Stylometry, Machine Learning, Pence and The Op-Ed

garykac
garykac
Sep 6, 2018 · 5 min read
Hamilton ($10) and Madison

The recent anonymously-authored Op-Ed piece in the New York Times has raised some general interest in the topics of stylometry (the analysis of literary style) and authorship identification (determining who wrote a particular document).

The classic test case for the authorship problem is The Federalist Papers.

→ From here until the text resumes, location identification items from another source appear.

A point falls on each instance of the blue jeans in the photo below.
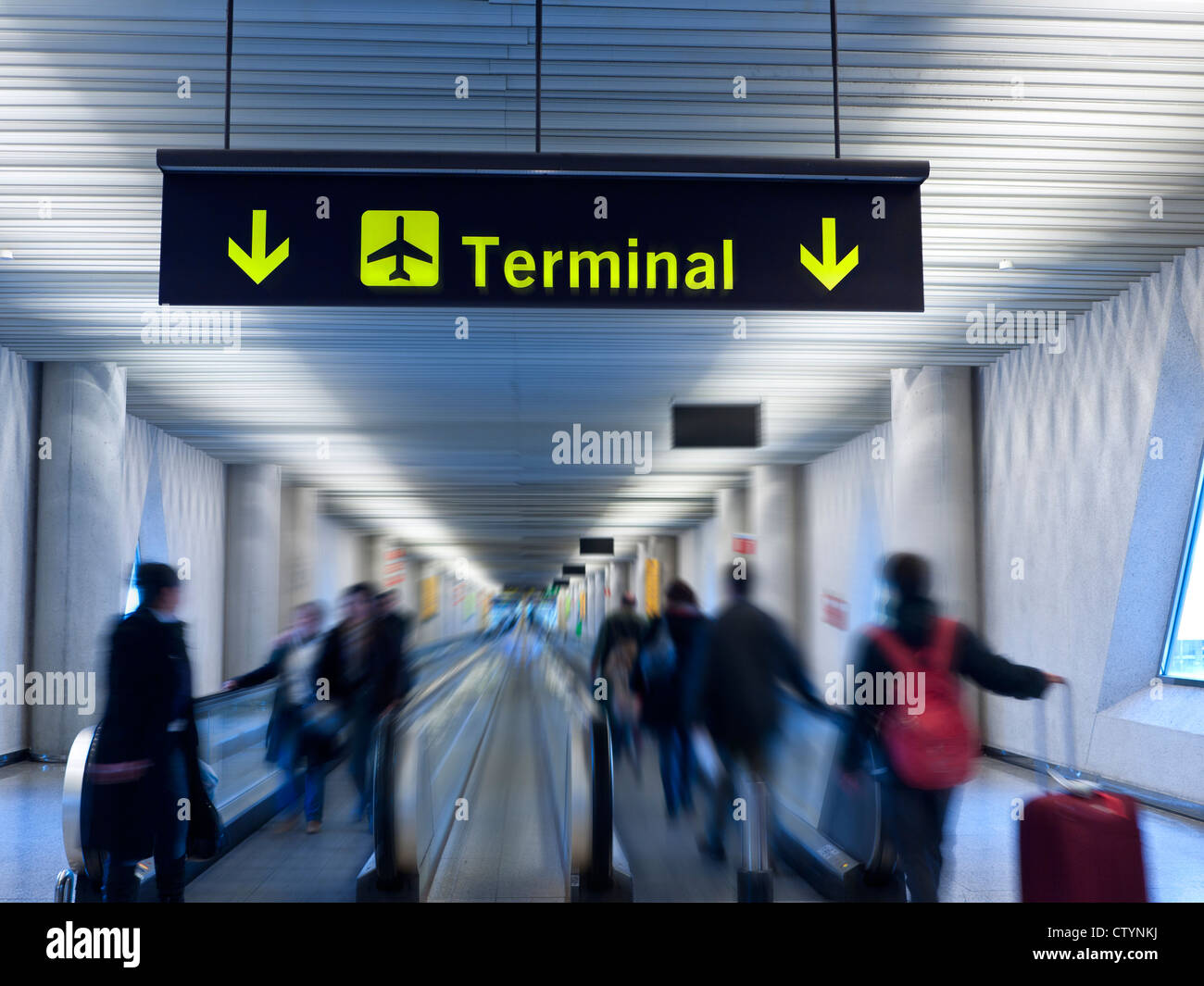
(755, 767)
(674, 745)
(361, 746)
(312, 784)
(169, 781)
(915, 820)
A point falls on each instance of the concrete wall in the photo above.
(19, 465)
(173, 508)
(846, 520)
(337, 562)
(1072, 493)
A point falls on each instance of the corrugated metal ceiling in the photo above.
(1048, 128)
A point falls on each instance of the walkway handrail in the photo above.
(406, 826)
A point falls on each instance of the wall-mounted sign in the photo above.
(834, 610)
(709, 426)
(394, 566)
(653, 586)
(429, 597)
(525, 231)
(596, 545)
(745, 544)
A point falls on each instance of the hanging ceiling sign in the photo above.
(549, 231)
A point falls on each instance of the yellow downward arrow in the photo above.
(259, 264)
(830, 272)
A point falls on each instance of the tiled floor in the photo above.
(980, 846)
(663, 855)
(282, 867)
(31, 830)
(508, 849)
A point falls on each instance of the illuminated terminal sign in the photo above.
(560, 231)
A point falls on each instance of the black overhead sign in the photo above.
(245, 228)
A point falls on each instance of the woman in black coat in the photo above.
(669, 688)
(144, 760)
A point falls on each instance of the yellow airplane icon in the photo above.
(400, 249)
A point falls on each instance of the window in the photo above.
(132, 593)
(1184, 652)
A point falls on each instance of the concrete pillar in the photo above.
(731, 518)
(299, 541)
(80, 586)
(253, 559)
(665, 549)
(932, 471)
(773, 505)
(597, 600)
(637, 573)
(591, 600)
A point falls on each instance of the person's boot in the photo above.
(171, 881)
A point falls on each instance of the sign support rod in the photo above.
(835, 82)
(538, 71)
(229, 60)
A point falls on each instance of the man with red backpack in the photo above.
(930, 745)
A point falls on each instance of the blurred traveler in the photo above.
(614, 658)
(930, 753)
(301, 729)
(665, 678)
(357, 661)
(390, 673)
(747, 657)
(145, 755)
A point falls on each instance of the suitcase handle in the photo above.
(1043, 740)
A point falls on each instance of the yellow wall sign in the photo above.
(653, 586)
(430, 597)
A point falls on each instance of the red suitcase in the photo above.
(1080, 845)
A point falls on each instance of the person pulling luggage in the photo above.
(930, 753)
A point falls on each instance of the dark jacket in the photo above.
(148, 668)
(392, 678)
(622, 625)
(913, 622)
(384, 674)
(746, 657)
(282, 713)
(673, 701)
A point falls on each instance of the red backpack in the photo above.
(937, 748)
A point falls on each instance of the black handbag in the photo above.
(206, 830)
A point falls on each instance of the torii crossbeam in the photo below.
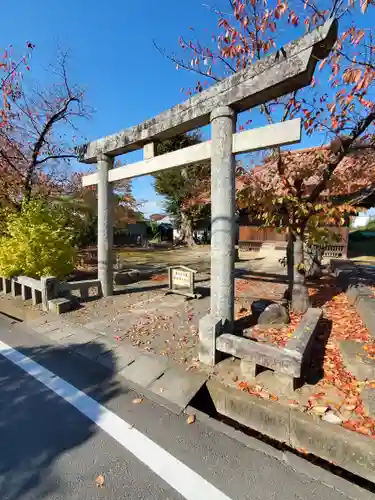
(267, 79)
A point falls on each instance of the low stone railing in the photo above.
(53, 294)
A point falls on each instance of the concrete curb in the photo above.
(344, 448)
(297, 463)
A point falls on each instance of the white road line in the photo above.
(184, 480)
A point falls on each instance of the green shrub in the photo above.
(36, 243)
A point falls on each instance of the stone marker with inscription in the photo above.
(181, 281)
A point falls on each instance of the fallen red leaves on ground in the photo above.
(339, 391)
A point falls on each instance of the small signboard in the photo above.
(181, 280)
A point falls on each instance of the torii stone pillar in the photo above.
(105, 224)
(223, 126)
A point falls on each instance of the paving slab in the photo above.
(178, 386)
(356, 360)
(49, 326)
(79, 335)
(368, 398)
(59, 334)
(145, 370)
(121, 356)
(98, 346)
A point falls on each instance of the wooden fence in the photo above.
(254, 238)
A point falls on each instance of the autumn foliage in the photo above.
(337, 109)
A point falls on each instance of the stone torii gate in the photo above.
(276, 75)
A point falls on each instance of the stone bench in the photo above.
(82, 286)
(39, 291)
(290, 361)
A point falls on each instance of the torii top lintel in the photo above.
(272, 77)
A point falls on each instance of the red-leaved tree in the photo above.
(37, 130)
(337, 109)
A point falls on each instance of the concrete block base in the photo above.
(209, 329)
(60, 305)
(145, 370)
(248, 370)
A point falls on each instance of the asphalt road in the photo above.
(55, 440)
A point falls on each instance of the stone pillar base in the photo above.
(209, 329)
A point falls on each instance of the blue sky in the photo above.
(113, 57)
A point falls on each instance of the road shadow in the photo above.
(37, 426)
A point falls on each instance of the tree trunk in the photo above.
(300, 293)
(186, 231)
(290, 264)
(313, 261)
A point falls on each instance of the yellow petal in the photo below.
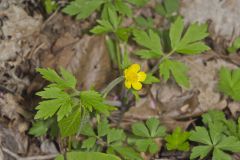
(142, 76)
(137, 85)
(134, 68)
(127, 84)
(126, 72)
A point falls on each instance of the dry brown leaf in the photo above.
(86, 58)
(13, 140)
(223, 14)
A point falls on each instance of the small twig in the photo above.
(17, 157)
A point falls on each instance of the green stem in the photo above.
(118, 56)
(112, 85)
(69, 143)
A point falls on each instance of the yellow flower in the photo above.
(133, 77)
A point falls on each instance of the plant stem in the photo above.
(112, 85)
(118, 55)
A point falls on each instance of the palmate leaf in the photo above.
(58, 102)
(89, 143)
(177, 69)
(168, 7)
(229, 83)
(235, 46)
(87, 156)
(190, 42)
(66, 81)
(215, 141)
(138, 3)
(82, 8)
(40, 128)
(93, 100)
(69, 126)
(127, 153)
(213, 116)
(115, 136)
(178, 140)
(145, 134)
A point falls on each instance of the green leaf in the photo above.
(235, 46)
(178, 70)
(59, 102)
(213, 116)
(149, 40)
(40, 128)
(167, 8)
(144, 22)
(139, 129)
(147, 54)
(103, 128)
(89, 143)
(123, 33)
(87, 156)
(232, 128)
(190, 43)
(220, 155)
(88, 130)
(231, 144)
(113, 18)
(127, 153)
(68, 80)
(115, 135)
(178, 140)
(70, 125)
(82, 8)
(103, 27)
(200, 151)
(93, 100)
(156, 130)
(151, 79)
(229, 83)
(145, 145)
(139, 3)
(123, 8)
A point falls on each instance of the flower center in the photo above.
(132, 77)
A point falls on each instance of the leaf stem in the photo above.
(118, 55)
(112, 85)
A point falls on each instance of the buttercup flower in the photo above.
(133, 77)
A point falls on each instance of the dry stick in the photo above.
(17, 157)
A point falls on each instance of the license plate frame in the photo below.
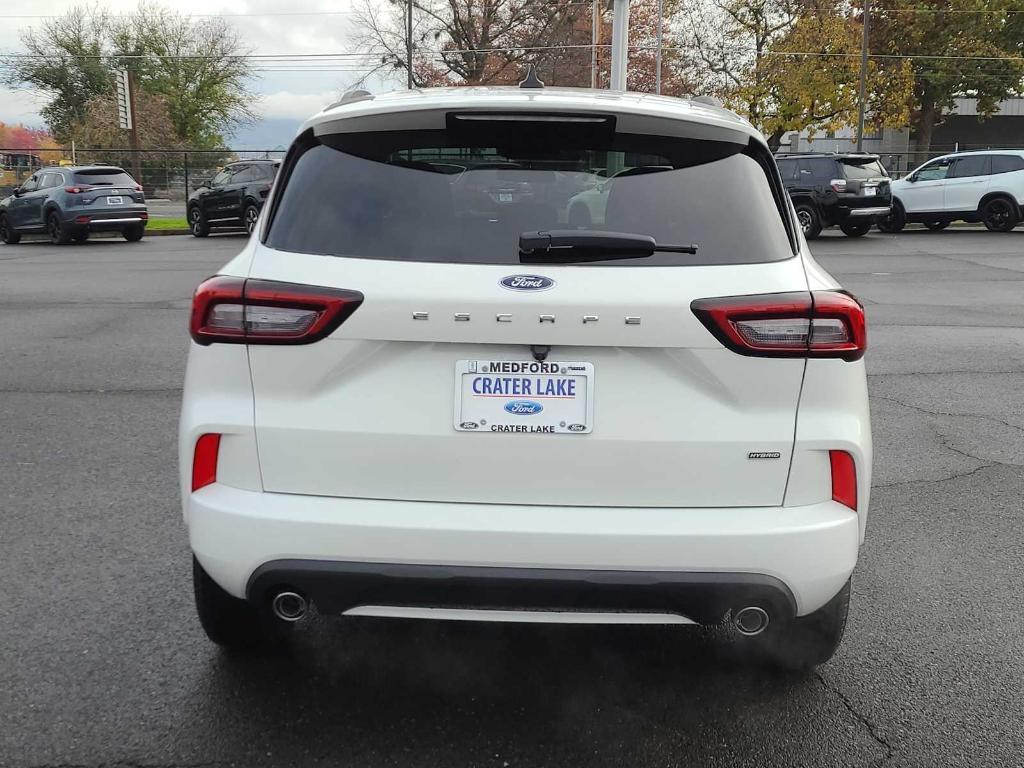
(531, 397)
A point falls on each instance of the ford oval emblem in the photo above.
(527, 283)
(523, 408)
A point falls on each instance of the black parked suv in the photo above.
(851, 189)
(233, 198)
(70, 202)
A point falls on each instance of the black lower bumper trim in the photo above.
(337, 587)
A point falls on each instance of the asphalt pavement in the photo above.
(102, 662)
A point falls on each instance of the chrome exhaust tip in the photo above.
(751, 621)
(289, 606)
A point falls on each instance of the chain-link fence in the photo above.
(164, 173)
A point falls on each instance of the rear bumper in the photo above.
(674, 560)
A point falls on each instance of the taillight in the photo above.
(205, 461)
(236, 310)
(844, 478)
(822, 324)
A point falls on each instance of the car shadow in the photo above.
(473, 692)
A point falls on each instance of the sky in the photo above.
(268, 27)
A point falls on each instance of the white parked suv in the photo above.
(985, 186)
(419, 392)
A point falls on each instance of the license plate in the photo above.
(523, 396)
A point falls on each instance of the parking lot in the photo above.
(102, 662)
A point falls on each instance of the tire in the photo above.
(249, 217)
(59, 235)
(809, 220)
(856, 230)
(7, 233)
(998, 215)
(806, 642)
(228, 622)
(894, 222)
(198, 223)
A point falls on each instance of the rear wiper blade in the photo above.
(576, 246)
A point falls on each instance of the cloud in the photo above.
(293, 105)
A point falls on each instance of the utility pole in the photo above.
(863, 75)
(409, 45)
(657, 57)
(620, 43)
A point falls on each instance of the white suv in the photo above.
(419, 392)
(986, 186)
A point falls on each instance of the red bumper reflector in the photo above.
(844, 478)
(205, 461)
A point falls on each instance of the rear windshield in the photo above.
(860, 169)
(466, 196)
(104, 177)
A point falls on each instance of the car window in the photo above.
(933, 171)
(787, 168)
(244, 175)
(103, 177)
(466, 198)
(1007, 163)
(857, 169)
(822, 169)
(976, 165)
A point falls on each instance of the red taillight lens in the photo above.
(822, 324)
(236, 310)
(205, 461)
(844, 478)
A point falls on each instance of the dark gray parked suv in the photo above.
(70, 202)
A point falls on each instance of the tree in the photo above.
(64, 57)
(955, 48)
(795, 65)
(198, 66)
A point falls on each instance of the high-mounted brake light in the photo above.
(844, 478)
(822, 324)
(205, 461)
(236, 310)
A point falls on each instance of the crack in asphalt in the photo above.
(947, 413)
(870, 727)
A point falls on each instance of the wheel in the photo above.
(250, 217)
(998, 215)
(7, 233)
(894, 222)
(803, 643)
(59, 236)
(228, 622)
(858, 229)
(198, 223)
(809, 220)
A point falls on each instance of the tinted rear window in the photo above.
(858, 169)
(466, 197)
(111, 176)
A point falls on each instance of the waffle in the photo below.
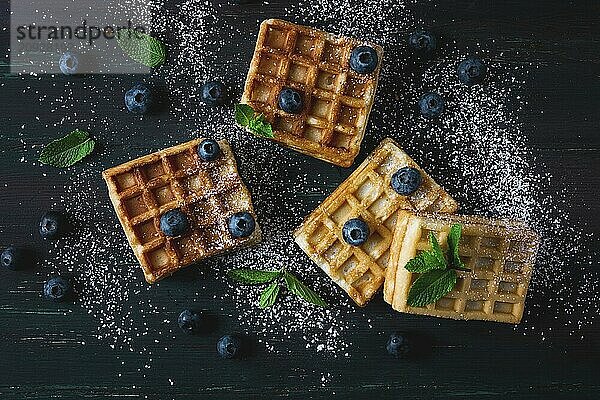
(337, 100)
(208, 192)
(367, 194)
(500, 254)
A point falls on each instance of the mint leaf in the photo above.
(269, 295)
(453, 243)
(437, 250)
(252, 276)
(261, 127)
(246, 117)
(243, 114)
(65, 152)
(425, 261)
(141, 47)
(431, 286)
(302, 291)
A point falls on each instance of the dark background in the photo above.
(40, 354)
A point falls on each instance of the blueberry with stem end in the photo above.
(209, 150)
(53, 225)
(364, 59)
(138, 99)
(355, 232)
(229, 346)
(399, 345)
(406, 181)
(68, 63)
(241, 224)
(174, 223)
(290, 100)
(58, 289)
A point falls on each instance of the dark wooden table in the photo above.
(53, 351)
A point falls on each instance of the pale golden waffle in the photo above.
(500, 254)
(208, 192)
(367, 194)
(337, 100)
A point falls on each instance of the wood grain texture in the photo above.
(49, 351)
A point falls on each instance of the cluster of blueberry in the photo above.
(470, 71)
(363, 60)
(405, 182)
(52, 226)
(175, 223)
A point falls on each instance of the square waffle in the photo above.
(500, 254)
(337, 100)
(360, 270)
(208, 192)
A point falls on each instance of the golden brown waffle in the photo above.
(500, 254)
(367, 194)
(208, 192)
(337, 100)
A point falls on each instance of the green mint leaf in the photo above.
(252, 276)
(431, 286)
(453, 243)
(243, 114)
(425, 261)
(246, 117)
(301, 290)
(261, 127)
(141, 47)
(65, 152)
(437, 251)
(269, 295)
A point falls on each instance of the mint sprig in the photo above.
(65, 152)
(270, 294)
(438, 276)
(256, 123)
(141, 47)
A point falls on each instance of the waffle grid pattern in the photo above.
(337, 100)
(366, 194)
(501, 263)
(207, 192)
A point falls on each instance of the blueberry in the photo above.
(431, 105)
(406, 181)
(58, 289)
(214, 93)
(290, 101)
(471, 71)
(12, 258)
(241, 224)
(68, 63)
(422, 42)
(364, 59)
(209, 150)
(138, 99)
(174, 223)
(355, 232)
(229, 346)
(399, 345)
(189, 322)
(53, 225)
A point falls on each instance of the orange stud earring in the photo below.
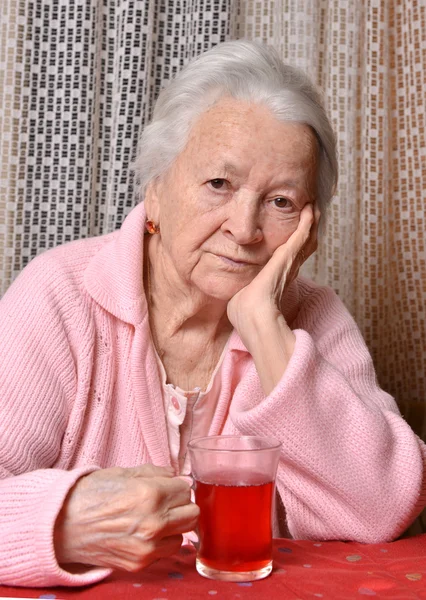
(152, 228)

This is a set of essays published anonymously in 1787–88 to support the newly proposed Constitution of the United States.† Today, we know that the essays were written by Alexander Hamilton, James Madison and John Jay, but the exact authorship for some of the essays was in dispute for many years until authorship identification techniques were able to assign ownership.

Given that these authorship identification techniques exist and that there also exists a set of people who are highly motivated to unmask the author of this Op-Ed, it’s useful to consider how this investigation might be carried out.

Investigating Authorship with Machine Learning

The process of using machine learning (ML) to identify the author of a document is similar to most ML problems — you need to gather data and then train a system specifically for the problem you’re trying to solve.

Here are the general steps:

(1) Gather a list of candidates

First, you need to gather a list of potential candidates who could have authored the document. In the general case this can be problematic since the list can be quite large. Usually, however, you have information about the document (or how it was published) that provides clues that can be used to narrow the list considerably.

In the case of the NYT Op-Ed, the author is identified as a “a senior official in the Trump administration”, which narrows it down considerably (if you believe the attribution).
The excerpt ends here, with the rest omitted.